Впрочем, академические работы в аудитории, Дронов выполнял, как требовалось и в срок. Но если речь шла о домашних заданиях…
Сингапур любил город. Любил рисовать город. Дворы, улочки, дома, крыши, окна, деревья… не было только людей. Его дворы и улочки были пусты, из окон смотрели только цветы в горшках, даже не смотрели, а выглядывали из-за занавесок, да и сами окна, казалось, наблюдали за кем-то, спрятавшись за березы и тополя. Его город жил; жил сам по себе; жил – наблюдая.
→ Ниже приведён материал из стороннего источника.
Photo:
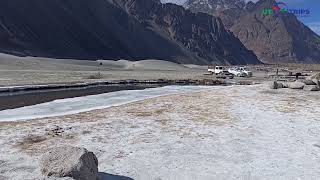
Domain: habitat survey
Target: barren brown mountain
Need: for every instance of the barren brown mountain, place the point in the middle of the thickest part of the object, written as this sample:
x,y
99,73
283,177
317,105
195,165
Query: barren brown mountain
x,y
274,39
117,29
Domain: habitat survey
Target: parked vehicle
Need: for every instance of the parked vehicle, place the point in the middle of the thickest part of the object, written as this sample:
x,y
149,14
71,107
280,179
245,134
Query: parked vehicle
x,y
216,69
224,74
240,72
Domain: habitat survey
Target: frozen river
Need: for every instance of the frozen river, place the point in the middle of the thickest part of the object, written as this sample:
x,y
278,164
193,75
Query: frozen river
x,y
87,103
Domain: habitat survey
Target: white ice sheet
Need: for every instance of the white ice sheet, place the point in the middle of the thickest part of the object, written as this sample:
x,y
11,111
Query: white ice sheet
x,y
86,103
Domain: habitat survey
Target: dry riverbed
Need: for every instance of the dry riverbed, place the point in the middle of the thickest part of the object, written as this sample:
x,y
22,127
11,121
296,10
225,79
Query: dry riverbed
x,y
235,132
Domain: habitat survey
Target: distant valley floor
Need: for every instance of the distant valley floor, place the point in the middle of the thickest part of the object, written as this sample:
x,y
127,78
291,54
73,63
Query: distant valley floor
x,y
234,132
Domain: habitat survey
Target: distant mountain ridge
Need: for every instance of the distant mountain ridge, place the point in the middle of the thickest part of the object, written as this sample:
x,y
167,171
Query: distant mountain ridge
x,y
117,29
274,39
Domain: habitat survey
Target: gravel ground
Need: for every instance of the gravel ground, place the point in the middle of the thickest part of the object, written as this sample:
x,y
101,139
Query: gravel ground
x,y
234,132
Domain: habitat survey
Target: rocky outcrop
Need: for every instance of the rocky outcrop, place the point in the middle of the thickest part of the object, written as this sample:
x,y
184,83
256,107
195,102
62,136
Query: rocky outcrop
x,y
67,161
117,29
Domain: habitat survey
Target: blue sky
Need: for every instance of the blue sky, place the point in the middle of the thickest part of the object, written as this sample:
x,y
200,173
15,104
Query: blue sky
x,y
313,21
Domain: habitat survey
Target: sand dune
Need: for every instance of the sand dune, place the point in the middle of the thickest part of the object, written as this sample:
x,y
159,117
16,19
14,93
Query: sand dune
x,y
10,62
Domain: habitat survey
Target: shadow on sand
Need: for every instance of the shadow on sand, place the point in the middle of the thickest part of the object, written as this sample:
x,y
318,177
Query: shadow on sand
x,y
106,176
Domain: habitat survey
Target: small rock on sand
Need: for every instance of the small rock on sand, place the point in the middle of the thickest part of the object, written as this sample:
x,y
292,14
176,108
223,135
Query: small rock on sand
x,y
68,161
276,85
311,88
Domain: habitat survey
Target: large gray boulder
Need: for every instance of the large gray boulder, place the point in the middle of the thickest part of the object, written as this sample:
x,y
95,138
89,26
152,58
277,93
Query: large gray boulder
x,y
315,78
273,85
276,85
307,81
68,161
311,88
296,85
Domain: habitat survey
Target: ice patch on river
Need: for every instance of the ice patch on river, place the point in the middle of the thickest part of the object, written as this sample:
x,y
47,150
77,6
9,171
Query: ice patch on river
x,y
87,103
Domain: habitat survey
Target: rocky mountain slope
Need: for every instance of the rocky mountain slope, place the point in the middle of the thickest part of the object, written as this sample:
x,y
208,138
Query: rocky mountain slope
x,y
274,39
117,29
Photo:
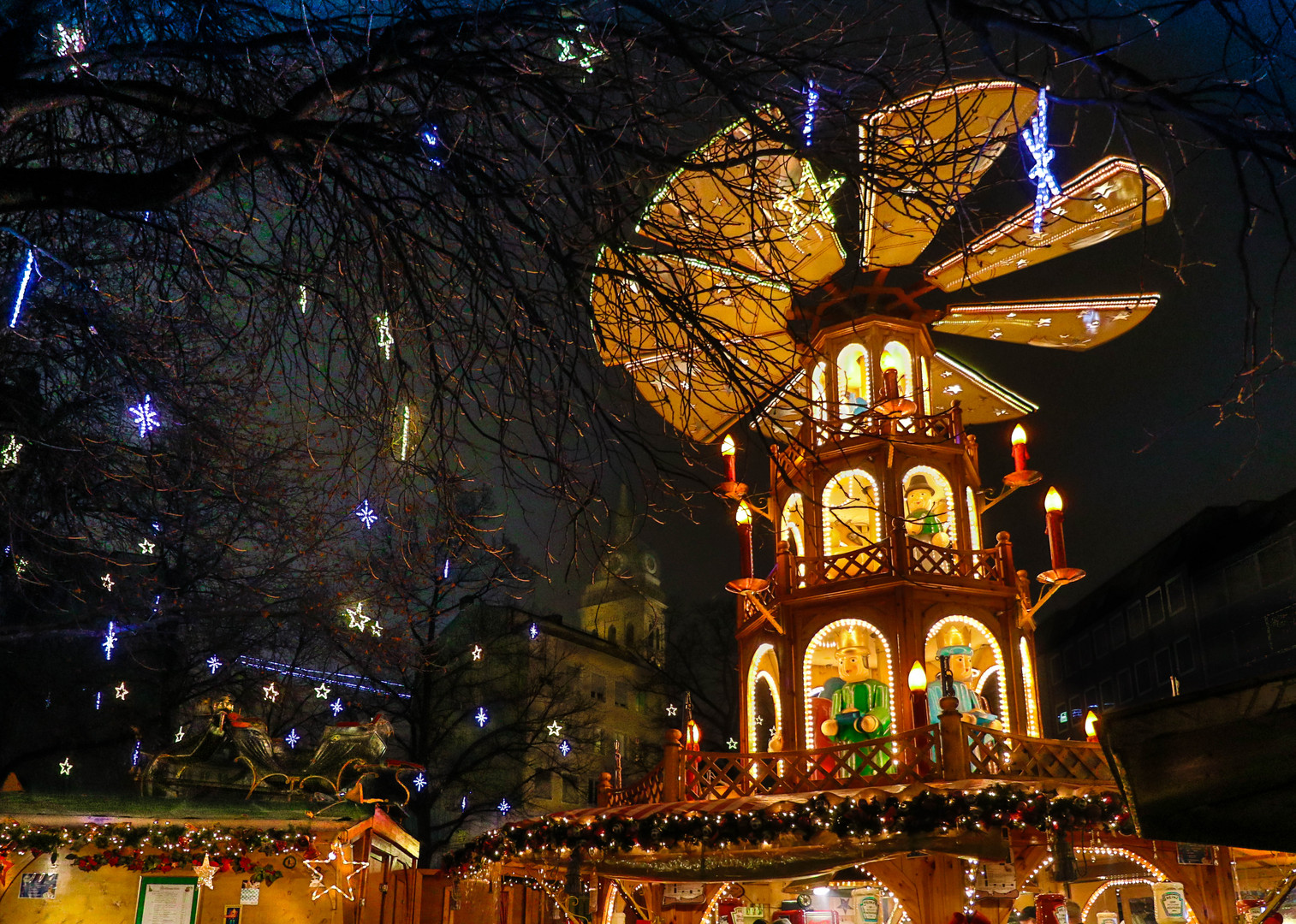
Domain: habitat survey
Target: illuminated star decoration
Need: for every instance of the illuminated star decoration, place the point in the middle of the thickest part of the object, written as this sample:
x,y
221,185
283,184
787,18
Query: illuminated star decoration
x,y
1036,135
366,513
335,873
24,281
9,453
146,418
205,873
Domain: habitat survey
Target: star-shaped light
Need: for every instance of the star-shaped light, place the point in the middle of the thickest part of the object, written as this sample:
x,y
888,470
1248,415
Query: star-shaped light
x,y
335,873
9,453
146,418
205,871
366,513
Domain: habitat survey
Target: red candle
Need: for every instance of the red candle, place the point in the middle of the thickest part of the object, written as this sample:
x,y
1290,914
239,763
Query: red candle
x,y
1019,447
1053,528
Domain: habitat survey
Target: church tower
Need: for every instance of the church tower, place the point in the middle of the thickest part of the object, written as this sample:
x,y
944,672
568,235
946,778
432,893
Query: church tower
x,y
623,603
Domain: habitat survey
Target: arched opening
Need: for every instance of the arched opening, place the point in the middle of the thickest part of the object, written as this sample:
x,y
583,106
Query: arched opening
x,y
928,507
976,662
850,512
853,382
822,665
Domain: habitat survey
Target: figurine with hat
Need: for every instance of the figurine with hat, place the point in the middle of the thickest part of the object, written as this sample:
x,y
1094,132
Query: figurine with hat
x,y
971,704
861,705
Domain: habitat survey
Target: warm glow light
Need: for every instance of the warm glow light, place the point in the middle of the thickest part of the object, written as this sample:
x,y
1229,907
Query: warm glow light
x,y
917,677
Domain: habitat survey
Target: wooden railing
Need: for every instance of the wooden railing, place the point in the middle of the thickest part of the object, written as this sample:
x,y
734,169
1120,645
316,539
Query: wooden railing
x,y
949,750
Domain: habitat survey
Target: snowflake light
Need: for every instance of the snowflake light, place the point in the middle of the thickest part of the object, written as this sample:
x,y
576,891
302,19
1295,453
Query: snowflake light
x,y
366,513
9,453
146,416
1036,135
29,267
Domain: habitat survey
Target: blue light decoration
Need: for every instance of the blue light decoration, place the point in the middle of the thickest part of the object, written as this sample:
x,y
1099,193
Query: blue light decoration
x,y
29,267
366,513
433,148
146,418
811,92
1036,135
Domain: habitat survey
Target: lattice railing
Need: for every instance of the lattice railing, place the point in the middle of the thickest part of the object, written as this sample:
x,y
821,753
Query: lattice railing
x,y
1005,755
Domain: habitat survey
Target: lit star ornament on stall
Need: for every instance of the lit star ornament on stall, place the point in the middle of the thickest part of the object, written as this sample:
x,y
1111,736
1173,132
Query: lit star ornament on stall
x,y
701,304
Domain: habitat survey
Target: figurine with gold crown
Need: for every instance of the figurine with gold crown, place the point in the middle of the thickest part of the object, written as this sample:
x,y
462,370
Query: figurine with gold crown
x,y
971,704
861,705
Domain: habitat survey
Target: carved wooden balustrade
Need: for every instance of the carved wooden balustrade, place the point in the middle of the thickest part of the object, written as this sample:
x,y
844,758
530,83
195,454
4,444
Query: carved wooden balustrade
x,y
949,750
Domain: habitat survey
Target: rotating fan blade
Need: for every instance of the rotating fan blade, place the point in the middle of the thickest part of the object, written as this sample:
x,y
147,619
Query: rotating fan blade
x,y
981,400
748,201
704,344
1063,323
924,155
1111,198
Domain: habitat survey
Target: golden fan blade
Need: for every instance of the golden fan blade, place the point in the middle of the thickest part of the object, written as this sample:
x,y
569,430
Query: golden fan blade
x,y
748,201
924,155
983,400
1111,198
1061,323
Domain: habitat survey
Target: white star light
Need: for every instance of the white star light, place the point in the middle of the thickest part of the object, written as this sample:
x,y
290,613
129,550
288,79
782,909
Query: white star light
x,y
9,453
366,513
146,418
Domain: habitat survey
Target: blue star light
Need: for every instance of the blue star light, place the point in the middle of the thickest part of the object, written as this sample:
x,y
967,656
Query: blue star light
x,y
1036,135
146,418
366,513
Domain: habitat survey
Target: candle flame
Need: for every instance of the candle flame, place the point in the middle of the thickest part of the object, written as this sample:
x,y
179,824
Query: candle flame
x,y
917,677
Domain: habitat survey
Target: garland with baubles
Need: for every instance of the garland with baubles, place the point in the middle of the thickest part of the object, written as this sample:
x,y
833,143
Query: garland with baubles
x,y
925,813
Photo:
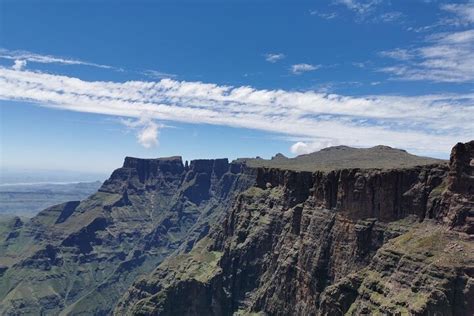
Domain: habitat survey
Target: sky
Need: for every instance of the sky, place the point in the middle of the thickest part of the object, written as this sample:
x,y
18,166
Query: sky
x,y
85,83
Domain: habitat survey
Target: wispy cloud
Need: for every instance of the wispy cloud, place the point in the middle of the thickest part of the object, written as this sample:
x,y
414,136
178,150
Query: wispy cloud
x,y
359,6
398,53
19,64
446,57
146,130
25,56
464,13
422,124
154,74
274,57
298,69
324,15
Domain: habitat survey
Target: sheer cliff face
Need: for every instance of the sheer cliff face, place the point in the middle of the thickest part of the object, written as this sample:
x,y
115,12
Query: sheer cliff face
x,y
328,243
79,257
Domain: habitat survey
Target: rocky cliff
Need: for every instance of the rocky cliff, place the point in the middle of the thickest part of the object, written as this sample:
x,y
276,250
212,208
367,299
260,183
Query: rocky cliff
x,y
79,257
340,231
332,242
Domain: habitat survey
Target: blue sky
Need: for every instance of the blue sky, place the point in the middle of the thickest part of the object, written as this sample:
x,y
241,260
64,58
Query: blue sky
x,y
85,83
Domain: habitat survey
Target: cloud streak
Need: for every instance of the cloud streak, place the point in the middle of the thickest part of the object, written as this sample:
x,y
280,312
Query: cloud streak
x,y
25,56
274,57
298,69
428,124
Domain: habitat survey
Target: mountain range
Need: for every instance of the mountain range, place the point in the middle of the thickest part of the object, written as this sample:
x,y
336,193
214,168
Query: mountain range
x,y
342,231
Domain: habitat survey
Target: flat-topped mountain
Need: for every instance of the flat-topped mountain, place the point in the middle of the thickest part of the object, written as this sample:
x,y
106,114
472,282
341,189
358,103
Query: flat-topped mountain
x,y
344,157
321,234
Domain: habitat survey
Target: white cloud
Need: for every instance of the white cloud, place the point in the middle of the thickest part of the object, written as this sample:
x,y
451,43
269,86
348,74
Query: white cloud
x,y
19,64
274,57
327,16
146,131
398,53
301,68
422,124
154,74
464,13
358,6
46,59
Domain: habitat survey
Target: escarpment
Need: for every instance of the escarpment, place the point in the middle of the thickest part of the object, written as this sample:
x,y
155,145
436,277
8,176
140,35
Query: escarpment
x,y
340,231
79,257
345,241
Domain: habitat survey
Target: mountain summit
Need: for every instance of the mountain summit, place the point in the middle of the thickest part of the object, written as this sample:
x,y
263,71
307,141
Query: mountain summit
x,y
341,230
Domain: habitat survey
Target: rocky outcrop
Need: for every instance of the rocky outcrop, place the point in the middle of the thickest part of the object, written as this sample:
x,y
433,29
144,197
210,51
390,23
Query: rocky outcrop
x,y
288,236
454,202
355,241
79,257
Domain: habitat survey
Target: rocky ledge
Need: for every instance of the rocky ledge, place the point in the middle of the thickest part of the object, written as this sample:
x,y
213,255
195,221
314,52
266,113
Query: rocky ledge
x,y
394,241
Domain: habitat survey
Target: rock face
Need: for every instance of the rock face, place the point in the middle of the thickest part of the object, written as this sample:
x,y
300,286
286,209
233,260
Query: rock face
x,y
350,241
79,257
341,231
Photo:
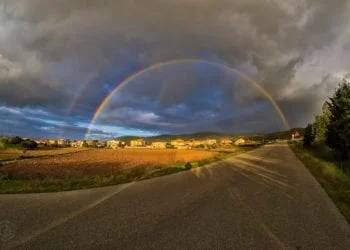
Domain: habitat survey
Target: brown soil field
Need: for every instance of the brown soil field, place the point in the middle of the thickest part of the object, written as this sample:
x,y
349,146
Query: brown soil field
x,y
100,162
8,154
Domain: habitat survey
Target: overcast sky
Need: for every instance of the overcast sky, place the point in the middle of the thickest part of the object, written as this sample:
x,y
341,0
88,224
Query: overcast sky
x,y
60,58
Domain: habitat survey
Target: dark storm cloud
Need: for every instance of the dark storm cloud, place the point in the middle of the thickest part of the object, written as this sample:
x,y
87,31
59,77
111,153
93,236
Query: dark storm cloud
x,y
50,49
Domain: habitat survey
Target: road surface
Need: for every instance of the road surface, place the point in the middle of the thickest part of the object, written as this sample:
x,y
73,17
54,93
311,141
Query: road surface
x,y
264,199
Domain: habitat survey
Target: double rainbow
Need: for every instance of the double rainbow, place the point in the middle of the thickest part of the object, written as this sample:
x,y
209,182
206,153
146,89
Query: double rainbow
x,y
182,61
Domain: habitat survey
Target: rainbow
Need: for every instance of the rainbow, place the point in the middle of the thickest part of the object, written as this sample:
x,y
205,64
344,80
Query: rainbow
x,y
181,61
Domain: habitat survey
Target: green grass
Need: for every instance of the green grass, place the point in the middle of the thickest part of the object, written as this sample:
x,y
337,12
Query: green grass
x,y
10,185
329,171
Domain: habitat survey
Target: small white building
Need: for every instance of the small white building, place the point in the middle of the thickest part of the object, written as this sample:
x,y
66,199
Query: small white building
x,y
113,144
239,141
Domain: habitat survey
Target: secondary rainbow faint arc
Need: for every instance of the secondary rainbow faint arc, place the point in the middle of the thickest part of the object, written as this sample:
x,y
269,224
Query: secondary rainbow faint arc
x,y
179,61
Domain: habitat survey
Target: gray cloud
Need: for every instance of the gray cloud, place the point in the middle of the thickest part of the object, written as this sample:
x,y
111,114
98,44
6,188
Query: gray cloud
x,y
50,49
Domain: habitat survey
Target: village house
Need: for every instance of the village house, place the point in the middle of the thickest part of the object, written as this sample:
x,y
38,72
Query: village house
x,y
158,144
101,144
239,141
113,144
183,146
53,142
77,144
137,143
90,143
177,142
196,143
42,142
63,143
226,141
210,141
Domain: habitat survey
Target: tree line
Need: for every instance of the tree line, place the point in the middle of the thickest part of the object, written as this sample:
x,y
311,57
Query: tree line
x,y
332,126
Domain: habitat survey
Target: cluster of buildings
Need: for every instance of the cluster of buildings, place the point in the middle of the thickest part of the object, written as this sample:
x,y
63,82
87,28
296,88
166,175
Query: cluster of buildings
x,y
140,143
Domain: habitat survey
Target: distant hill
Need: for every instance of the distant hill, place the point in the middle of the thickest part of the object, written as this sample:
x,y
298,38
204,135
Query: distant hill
x,y
284,135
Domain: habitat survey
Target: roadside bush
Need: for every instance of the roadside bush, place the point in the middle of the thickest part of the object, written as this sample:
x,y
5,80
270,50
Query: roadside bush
x,y
188,165
338,129
309,135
Дома, деревья – все прятались друг за друга – и наблюдали. С интересом, тревожно, настороженно, с любопытством, даже с азартом – с каждой картины по-своему.
– Почему нет людей? – спрашивали его.
– Они лишние здесь, – отвечал он.
– Но ты же рисуешь город, а как же город без людей?
– Моему городу люди не нужны. Мой город не любит людей. Он их боится. Даже меня. И я его боюсь. – Всегда, странно, добавлял он. У него был только один автопортрет, который висел в зале на стене: на высоком прямоугольном листе оргалита, где-то внизу, сутулясь, затравленно исподлобья, смотрел Сингапур. А над ним, наблюдая тревожно, склонился, казалось, весь его город, со всеми своими окнами балконами и крышами.